Slow Reading: Ways of paying attention that counter the acceleration of spectacular consumption.

Genealogical Writing: Narratives that dig into the past as excavations of their own possibility.

Ethical Experiment: Stories as laboratories of new forms of human relationship.

A Revolt Against Ontology: Fantasies that demand to be other than they are.

Part VI: Constructing Counter-Apparatuses

NeoSciFi works as a resistance network—a growing collection of writers, readers, and thinkers who are actively challenging the mainstream science fiction industry. Through small but strategic actions, this counter-movement works to break down the current system by reviving forgotten ways of thinking about the future, creating new pathways that reveal how the current approach isn't inevitable, and building independent spaces where different kinds of stories and ideas can develop.

These efforts involve:

Educational Intervention: Creating new forms of literacy that can read against the grain of spectacular consumption.

Institutional Critique: Investigating and subverting the economic and cultural structures that maintain the existing order.

Alternative Production: Producing and circulating new circuits of production that defy the logic of the spectacle.

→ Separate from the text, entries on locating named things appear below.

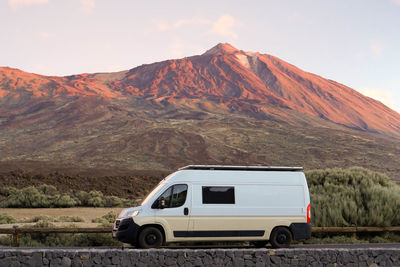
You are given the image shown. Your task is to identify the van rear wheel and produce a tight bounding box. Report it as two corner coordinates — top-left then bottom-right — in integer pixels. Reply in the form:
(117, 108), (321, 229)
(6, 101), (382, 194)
(251, 241), (268, 248)
(269, 227), (292, 248)
(138, 227), (163, 248)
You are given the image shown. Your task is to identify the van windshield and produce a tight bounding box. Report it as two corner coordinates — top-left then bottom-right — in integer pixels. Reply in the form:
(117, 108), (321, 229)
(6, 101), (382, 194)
(139, 184), (165, 206)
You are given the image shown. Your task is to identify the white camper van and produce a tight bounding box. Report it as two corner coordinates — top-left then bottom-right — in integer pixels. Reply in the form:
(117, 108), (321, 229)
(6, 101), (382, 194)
(113, 165), (311, 248)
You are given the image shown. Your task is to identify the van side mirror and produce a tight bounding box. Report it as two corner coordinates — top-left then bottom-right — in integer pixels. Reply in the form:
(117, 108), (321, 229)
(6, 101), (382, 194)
(158, 197), (167, 209)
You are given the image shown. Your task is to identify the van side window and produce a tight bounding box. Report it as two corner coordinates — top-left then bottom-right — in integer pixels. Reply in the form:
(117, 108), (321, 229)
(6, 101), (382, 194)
(171, 184), (187, 208)
(152, 184), (187, 208)
(202, 186), (235, 204)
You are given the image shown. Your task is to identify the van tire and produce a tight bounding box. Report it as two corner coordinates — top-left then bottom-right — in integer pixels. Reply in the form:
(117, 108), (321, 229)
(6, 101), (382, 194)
(251, 241), (268, 248)
(138, 226), (164, 248)
(269, 227), (292, 248)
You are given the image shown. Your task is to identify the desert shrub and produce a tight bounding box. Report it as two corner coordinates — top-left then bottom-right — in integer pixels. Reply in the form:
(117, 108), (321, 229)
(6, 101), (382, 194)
(0, 186), (51, 208)
(0, 213), (17, 224)
(306, 168), (400, 226)
(0, 187), (18, 197)
(304, 235), (369, 244)
(0, 185), (132, 208)
(38, 184), (58, 196)
(104, 196), (126, 207)
(0, 235), (12, 247)
(14, 222), (121, 247)
(87, 191), (104, 207)
(52, 195), (77, 208)
(92, 211), (117, 225)
(26, 215), (54, 223)
(55, 216), (85, 222)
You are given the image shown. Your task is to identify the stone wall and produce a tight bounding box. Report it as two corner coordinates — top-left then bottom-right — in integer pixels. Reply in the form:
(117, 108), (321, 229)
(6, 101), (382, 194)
(0, 248), (400, 267)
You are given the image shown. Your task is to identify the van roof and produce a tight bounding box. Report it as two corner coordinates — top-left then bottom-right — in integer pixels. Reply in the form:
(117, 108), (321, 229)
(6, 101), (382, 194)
(179, 165), (303, 171)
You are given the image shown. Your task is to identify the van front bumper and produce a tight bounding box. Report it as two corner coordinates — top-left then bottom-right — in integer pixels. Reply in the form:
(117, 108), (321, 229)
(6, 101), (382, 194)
(289, 223), (312, 240)
(113, 218), (139, 245)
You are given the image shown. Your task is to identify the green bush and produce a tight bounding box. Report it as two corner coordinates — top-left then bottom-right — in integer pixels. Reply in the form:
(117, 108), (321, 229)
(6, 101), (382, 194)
(306, 168), (400, 226)
(0, 213), (17, 224)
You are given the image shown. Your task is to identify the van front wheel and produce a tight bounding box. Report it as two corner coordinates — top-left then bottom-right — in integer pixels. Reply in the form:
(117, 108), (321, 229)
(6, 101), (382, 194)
(138, 227), (163, 248)
(269, 227), (292, 248)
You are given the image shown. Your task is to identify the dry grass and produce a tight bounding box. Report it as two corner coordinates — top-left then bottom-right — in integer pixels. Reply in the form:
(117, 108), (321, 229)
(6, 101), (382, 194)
(0, 208), (123, 227)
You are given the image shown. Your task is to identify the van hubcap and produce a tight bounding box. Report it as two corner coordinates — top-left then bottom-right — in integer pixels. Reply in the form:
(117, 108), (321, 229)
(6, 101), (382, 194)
(277, 234), (287, 244)
(146, 234), (157, 244)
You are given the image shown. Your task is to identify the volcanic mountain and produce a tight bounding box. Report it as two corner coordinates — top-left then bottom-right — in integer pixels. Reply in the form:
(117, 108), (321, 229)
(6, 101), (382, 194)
(0, 44), (400, 182)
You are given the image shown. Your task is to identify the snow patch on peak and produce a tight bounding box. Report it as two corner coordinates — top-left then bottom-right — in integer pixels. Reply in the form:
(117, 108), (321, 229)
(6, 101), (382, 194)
(235, 54), (250, 69)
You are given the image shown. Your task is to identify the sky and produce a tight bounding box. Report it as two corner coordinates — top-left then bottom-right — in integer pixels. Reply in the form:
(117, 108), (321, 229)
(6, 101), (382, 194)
(0, 0), (400, 112)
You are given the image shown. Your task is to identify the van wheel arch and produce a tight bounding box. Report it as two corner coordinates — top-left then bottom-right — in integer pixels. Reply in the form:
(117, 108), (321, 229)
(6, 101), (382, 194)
(136, 224), (165, 245)
(269, 225), (293, 248)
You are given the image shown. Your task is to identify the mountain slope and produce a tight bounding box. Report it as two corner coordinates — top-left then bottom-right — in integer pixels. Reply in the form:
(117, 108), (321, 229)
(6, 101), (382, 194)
(0, 44), (400, 134)
(0, 44), (400, 181)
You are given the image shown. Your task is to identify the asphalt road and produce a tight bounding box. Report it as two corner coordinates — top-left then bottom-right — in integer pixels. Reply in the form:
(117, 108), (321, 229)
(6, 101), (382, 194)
(2, 243), (400, 250)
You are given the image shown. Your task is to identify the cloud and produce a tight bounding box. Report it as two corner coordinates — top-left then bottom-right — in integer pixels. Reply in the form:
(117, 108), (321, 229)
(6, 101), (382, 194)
(211, 14), (238, 39)
(153, 18), (212, 31)
(169, 39), (185, 58)
(359, 88), (396, 109)
(79, 0), (96, 14)
(8, 0), (49, 9)
(153, 14), (238, 39)
(369, 40), (384, 57)
(38, 32), (49, 39)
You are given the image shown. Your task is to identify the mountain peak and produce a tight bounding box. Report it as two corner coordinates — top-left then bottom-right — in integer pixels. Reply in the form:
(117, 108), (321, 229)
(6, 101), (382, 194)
(203, 43), (240, 55)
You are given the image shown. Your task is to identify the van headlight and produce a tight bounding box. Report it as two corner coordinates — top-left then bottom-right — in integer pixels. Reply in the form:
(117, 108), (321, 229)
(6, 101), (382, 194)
(130, 210), (140, 217)
(118, 209), (140, 219)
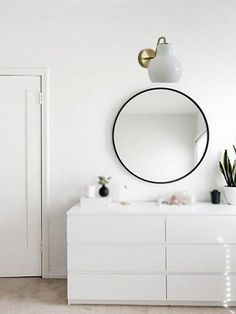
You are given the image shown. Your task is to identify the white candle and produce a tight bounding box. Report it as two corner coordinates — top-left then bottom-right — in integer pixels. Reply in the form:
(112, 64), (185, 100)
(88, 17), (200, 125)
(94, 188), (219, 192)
(85, 185), (96, 198)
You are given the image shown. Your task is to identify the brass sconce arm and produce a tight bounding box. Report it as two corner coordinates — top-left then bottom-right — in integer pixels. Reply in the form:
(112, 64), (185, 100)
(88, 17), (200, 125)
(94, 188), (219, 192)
(138, 36), (167, 68)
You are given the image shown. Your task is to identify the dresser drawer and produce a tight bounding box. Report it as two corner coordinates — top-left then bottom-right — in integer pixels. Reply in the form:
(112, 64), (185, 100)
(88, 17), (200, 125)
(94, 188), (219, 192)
(68, 274), (166, 303)
(166, 216), (236, 243)
(167, 275), (236, 302)
(68, 244), (165, 273)
(167, 244), (236, 273)
(67, 215), (165, 243)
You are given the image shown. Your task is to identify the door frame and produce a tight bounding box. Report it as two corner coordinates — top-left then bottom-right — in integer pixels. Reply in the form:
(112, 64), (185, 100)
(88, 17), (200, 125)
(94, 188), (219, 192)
(0, 68), (49, 278)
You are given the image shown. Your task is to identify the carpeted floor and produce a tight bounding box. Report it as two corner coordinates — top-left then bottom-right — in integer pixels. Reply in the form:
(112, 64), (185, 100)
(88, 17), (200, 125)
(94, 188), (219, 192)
(0, 278), (236, 314)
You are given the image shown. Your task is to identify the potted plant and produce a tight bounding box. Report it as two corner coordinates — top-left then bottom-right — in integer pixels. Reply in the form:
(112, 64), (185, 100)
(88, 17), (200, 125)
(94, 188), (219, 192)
(97, 176), (111, 197)
(219, 145), (236, 205)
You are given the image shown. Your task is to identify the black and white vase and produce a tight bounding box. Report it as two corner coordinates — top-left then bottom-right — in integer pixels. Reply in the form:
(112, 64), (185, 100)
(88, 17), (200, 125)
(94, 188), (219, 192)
(98, 184), (109, 197)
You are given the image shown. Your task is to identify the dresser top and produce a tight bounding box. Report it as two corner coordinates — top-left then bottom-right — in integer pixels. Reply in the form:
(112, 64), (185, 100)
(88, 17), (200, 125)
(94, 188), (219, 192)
(67, 202), (236, 216)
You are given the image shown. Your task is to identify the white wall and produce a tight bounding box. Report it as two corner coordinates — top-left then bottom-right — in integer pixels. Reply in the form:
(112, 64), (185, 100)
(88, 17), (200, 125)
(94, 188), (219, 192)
(0, 0), (236, 276)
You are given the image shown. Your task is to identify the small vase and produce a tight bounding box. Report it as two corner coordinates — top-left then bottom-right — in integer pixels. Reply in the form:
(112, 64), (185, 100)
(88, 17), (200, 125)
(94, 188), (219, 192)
(98, 184), (109, 197)
(223, 186), (236, 205)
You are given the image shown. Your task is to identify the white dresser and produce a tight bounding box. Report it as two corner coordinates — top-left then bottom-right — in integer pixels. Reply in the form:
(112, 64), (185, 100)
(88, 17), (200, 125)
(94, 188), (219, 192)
(67, 202), (236, 305)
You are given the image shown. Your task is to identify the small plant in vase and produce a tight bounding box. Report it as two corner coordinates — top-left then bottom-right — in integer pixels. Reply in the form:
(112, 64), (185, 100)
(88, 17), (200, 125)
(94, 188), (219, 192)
(97, 176), (111, 197)
(219, 145), (236, 205)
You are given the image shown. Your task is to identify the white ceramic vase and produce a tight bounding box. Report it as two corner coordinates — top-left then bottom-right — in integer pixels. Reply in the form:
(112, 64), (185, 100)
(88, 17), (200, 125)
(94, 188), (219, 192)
(223, 186), (236, 205)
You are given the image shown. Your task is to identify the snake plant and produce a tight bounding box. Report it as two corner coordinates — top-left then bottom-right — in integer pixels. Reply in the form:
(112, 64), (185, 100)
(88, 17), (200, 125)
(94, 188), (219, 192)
(219, 145), (236, 187)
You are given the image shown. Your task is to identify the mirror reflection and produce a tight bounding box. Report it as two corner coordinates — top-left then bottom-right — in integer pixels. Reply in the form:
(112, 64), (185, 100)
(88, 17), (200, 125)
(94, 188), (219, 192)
(113, 88), (209, 183)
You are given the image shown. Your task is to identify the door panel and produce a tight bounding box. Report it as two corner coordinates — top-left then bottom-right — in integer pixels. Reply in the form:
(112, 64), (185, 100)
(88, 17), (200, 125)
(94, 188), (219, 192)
(0, 76), (41, 276)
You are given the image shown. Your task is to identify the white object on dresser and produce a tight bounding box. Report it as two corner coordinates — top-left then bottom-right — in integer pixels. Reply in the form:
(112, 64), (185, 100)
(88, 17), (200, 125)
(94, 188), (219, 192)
(67, 202), (236, 305)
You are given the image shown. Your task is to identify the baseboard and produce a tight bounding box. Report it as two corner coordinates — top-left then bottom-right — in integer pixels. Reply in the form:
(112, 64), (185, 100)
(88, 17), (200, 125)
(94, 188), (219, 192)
(44, 271), (67, 279)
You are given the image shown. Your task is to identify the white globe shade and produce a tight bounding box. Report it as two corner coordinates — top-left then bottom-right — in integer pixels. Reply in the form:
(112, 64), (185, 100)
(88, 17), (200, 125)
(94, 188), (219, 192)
(148, 44), (182, 83)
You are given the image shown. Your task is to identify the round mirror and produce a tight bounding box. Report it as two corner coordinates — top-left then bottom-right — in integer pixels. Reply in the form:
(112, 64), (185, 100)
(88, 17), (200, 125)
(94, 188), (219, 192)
(112, 87), (209, 183)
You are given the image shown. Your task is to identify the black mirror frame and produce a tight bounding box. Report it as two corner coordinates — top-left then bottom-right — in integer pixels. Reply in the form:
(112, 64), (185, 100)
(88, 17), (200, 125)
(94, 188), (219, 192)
(112, 87), (210, 184)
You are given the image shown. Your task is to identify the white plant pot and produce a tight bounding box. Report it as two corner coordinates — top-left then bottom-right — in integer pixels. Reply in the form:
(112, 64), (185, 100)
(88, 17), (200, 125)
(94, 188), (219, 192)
(223, 186), (236, 205)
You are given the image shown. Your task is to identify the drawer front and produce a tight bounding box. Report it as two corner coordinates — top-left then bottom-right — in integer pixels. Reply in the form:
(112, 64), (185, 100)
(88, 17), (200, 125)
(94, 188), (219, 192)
(68, 274), (166, 300)
(166, 216), (236, 243)
(68, 244), (165, 273)
(67, 215), (165, 243)
(167, 275), (236, 302)
(167, 244), (236, 273)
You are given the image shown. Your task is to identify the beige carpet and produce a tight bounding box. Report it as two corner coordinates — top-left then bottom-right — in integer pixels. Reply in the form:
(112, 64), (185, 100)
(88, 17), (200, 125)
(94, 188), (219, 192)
(0, 278), (236, 314)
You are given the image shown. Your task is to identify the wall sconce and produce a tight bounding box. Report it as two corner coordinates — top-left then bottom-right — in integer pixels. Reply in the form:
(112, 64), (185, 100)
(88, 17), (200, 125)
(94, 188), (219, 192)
(138, 37), (182, 83)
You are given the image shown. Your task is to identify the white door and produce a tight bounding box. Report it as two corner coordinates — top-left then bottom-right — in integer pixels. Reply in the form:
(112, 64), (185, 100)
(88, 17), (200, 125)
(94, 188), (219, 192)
(0, 76), (41, 277)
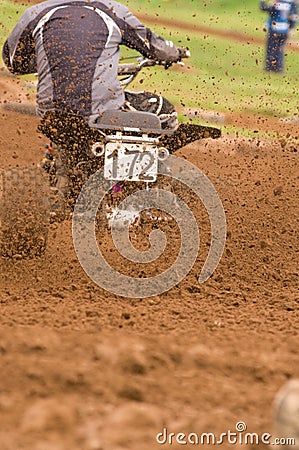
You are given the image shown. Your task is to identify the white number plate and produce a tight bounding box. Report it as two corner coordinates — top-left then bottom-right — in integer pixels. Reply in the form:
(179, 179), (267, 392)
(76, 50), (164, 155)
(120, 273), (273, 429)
(104, 142), (158, 182)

Community Building: Creating collectives that are organized according to criteria other than those of the marketplace.

Part VII: Beyond Spectacle

What we ultimately put forward is not a reform, but an insurrection—the creation of spaces where other kinds of imaginings become possible, where the future can be newly, if not wonderfully, thought and analyzed. This isn't about making "better" science fiction; it is about creating an ecology in which real future-thinking is possible again, one in which we consciously refuse the continuous consumption of a hyperreal future in favor of the reality of the possible.

The issue is not about whether we are able to imagine better futures, but rather if we are able to imagine in the first place: if we can think outside the spectacles that have invaded our dreams.

NeoSciFi represents a cautious and self-aware freedom—freedom to think the unthinkable, to imagine the unimaginable, to reject ad nauseam representations of a future that has been given to us for the futures we can create. Our manifesto works not as a program but as a kind of diagnostic device: a way to make sense of how power works through the colonization of the imaginary, and of how resistance might be possible.